Sports betting is nothing new. It has always gone on, and we believe it should be properly regulated and taxed — with important tax revenues going back into states and communities. We also think there should be protection for consumers. We don’t want a situation where a sports bettor gives their money to a bookie or offshore site and they just disappear, and there is nothing the bettor can do about it. Illegal operators lack protections and we’re focused on moving bettors into the legal, regulated market.
At the American Gaming Association (AGA), we’re committed to responsible sports betting. I oversee AGA’s Have a Game Plan® public-service announcement campaign to educate consumers. We’ve brought sports leagues and teams, media, and gaming companies together to promote responsible gaming and ensure our responsible gaming efforts expand as the industry grows.
We also have a responsible marketing code for the industry, that sets self-imposed standards for sportsbook advertising like target audiences, outlets and materials branding.
You’re a graduate of American University in Washington. Can you talk about an experience there that shaped the way you understand and approach your work now?

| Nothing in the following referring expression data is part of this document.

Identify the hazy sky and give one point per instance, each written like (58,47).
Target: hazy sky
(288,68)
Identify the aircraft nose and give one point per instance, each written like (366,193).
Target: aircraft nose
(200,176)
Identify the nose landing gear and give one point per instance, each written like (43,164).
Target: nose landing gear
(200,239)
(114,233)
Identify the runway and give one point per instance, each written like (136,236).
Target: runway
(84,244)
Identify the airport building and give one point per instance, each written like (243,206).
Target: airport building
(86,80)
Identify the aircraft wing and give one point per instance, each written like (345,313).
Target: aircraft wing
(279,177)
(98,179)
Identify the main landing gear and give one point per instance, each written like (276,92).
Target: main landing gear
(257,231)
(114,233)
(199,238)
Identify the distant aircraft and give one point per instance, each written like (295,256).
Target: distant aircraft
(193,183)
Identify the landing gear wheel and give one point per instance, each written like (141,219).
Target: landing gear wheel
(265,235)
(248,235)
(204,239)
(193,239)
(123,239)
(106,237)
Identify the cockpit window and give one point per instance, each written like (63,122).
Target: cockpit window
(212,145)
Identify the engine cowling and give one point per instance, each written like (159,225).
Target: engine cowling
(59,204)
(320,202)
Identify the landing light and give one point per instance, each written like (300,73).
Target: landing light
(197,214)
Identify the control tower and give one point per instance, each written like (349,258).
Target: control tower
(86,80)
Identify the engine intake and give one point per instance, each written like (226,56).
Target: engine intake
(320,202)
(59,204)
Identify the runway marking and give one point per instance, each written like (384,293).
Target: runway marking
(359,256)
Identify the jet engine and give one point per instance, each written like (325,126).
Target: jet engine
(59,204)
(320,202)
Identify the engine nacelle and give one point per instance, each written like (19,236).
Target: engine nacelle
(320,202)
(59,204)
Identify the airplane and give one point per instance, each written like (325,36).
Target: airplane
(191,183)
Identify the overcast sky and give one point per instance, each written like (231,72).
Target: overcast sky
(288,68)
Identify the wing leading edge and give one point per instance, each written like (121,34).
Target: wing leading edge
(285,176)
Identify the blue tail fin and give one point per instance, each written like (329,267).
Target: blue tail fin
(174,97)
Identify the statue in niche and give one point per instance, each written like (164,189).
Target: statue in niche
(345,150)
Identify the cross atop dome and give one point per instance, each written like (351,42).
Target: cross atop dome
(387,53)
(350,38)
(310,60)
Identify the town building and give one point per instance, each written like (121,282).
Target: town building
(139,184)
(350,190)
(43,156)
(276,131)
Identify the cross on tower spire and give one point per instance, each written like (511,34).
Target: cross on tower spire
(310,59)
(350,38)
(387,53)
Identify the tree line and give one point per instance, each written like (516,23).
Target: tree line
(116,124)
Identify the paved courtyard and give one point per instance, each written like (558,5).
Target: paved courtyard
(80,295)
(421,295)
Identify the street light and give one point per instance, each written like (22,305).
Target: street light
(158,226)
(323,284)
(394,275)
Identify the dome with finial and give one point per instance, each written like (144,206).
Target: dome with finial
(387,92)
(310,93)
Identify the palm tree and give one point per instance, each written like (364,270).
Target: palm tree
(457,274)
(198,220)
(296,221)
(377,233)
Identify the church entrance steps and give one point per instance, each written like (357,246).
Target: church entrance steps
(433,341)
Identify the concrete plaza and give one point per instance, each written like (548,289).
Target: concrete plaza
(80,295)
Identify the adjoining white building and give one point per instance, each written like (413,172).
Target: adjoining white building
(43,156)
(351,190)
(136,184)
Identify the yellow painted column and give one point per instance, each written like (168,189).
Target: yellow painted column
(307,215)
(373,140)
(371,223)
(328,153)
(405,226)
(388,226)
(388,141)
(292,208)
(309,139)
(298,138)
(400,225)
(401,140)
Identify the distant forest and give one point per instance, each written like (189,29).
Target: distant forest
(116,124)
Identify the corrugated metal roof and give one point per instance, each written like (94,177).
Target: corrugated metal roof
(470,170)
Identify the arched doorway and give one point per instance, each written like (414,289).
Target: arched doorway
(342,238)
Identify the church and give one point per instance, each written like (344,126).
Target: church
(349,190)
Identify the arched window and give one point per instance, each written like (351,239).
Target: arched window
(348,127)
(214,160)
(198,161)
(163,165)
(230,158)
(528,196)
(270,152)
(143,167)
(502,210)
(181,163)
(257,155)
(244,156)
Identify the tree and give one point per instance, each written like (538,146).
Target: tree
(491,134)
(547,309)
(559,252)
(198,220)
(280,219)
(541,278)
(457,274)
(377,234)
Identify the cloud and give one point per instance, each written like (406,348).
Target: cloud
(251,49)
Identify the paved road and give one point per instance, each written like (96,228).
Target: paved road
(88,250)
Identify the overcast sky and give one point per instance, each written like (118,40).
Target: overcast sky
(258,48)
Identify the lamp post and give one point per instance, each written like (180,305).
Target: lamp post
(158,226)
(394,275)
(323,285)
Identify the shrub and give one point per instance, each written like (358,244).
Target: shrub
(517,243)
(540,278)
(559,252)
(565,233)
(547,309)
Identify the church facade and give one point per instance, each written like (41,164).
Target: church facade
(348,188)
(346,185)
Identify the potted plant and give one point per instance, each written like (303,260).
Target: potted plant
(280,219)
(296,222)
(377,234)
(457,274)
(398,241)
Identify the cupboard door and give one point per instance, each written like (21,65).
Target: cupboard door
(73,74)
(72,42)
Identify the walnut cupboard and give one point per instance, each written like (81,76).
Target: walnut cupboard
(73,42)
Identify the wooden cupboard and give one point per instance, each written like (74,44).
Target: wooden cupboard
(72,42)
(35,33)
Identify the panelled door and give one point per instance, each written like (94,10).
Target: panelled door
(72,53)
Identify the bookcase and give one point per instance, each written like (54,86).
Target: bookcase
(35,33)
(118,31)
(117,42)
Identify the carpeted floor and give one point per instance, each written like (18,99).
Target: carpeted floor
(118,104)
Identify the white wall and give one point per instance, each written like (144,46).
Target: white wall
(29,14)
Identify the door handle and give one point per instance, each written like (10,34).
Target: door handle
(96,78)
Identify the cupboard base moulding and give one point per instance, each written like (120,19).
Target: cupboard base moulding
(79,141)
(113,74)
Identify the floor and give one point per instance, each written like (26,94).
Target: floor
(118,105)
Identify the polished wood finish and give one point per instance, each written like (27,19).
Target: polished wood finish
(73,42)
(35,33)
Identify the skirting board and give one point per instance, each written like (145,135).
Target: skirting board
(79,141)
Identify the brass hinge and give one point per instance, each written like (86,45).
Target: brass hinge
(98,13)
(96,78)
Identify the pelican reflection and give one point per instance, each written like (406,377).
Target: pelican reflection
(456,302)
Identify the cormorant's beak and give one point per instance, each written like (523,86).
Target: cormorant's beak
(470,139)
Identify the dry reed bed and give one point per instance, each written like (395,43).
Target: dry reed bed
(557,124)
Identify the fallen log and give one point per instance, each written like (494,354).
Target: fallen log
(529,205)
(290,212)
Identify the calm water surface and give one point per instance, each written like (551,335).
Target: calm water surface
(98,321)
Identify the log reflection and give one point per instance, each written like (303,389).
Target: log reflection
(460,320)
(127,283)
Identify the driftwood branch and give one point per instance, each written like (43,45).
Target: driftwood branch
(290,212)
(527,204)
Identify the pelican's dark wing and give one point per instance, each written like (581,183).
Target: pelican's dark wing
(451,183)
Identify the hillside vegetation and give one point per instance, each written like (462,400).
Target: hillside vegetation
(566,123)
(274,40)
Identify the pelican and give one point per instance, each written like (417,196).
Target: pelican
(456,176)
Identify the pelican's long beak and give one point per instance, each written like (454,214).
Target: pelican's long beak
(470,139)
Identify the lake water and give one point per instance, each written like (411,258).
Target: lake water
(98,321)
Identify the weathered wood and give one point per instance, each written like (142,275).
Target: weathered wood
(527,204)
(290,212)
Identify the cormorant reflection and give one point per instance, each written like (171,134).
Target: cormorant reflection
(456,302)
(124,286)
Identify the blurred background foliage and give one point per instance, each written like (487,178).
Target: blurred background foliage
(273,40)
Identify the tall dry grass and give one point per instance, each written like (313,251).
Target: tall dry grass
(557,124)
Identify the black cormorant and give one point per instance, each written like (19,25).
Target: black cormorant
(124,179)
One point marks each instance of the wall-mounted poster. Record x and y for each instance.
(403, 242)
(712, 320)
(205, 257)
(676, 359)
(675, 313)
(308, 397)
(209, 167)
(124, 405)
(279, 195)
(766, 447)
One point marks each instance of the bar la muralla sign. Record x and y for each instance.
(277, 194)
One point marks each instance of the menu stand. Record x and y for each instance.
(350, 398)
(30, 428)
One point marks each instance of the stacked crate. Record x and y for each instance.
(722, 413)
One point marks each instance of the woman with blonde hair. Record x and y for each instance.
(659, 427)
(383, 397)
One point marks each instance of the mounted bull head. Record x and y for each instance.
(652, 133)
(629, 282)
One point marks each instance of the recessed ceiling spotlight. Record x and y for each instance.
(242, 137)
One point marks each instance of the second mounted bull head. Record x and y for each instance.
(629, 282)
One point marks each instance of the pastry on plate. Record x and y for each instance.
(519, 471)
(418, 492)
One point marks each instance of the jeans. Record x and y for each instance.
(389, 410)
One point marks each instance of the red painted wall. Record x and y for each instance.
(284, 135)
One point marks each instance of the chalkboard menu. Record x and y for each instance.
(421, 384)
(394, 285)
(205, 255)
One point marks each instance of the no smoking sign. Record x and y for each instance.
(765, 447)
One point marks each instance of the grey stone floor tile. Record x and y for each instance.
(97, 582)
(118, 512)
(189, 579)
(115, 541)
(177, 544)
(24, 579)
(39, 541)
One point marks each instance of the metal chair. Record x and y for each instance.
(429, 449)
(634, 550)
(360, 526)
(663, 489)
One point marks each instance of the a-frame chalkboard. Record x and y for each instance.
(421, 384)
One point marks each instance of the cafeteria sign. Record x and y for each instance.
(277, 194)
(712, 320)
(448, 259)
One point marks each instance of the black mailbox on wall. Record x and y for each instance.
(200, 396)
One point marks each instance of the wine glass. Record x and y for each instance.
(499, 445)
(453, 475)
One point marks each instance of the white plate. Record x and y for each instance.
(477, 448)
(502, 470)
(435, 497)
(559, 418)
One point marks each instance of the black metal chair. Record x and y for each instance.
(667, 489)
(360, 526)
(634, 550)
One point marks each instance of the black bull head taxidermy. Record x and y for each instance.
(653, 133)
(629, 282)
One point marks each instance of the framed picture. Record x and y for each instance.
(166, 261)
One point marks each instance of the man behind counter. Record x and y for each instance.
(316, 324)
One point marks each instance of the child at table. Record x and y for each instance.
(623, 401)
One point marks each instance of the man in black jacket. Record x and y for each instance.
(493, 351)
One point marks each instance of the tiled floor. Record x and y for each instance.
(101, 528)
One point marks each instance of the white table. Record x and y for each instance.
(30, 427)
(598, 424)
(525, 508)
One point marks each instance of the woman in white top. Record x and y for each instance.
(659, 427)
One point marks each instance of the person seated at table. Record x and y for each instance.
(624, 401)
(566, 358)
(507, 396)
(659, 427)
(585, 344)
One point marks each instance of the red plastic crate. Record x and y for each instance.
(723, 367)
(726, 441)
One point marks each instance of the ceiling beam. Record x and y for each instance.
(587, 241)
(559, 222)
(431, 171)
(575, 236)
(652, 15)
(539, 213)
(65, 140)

Yes, there was an excellent program where seniors in journalism, in videography, and in PR and communications (like me) were sent on teams to cover the 2008 presidential primaries in New Hampshire. While there, we did a documentary on how veterans of the armed services were voting. It was a great experience because it showed me how journalists are trained to do their work, and it is so important to know that if you are on the comms side of things, as I am. It was also a lot of fun to see Barack Obama in his early days on the campaign trail — even though Hillary Clinton won that primary. (John McCain won the Republican primary.) Mine was a very Washington education, which makes it no surprise that I’m a Washingtonian now. You know what they say about that?
No, what do they say?
I was told that if you stay in Washington for more than eight years, you’re officially a Washingtonian, because you’ve survived more than two presidential terms. I’ve lived here since I was an undergraduate and, I guess with four presidents having come and gone, I’m a Washingtonian by that standard.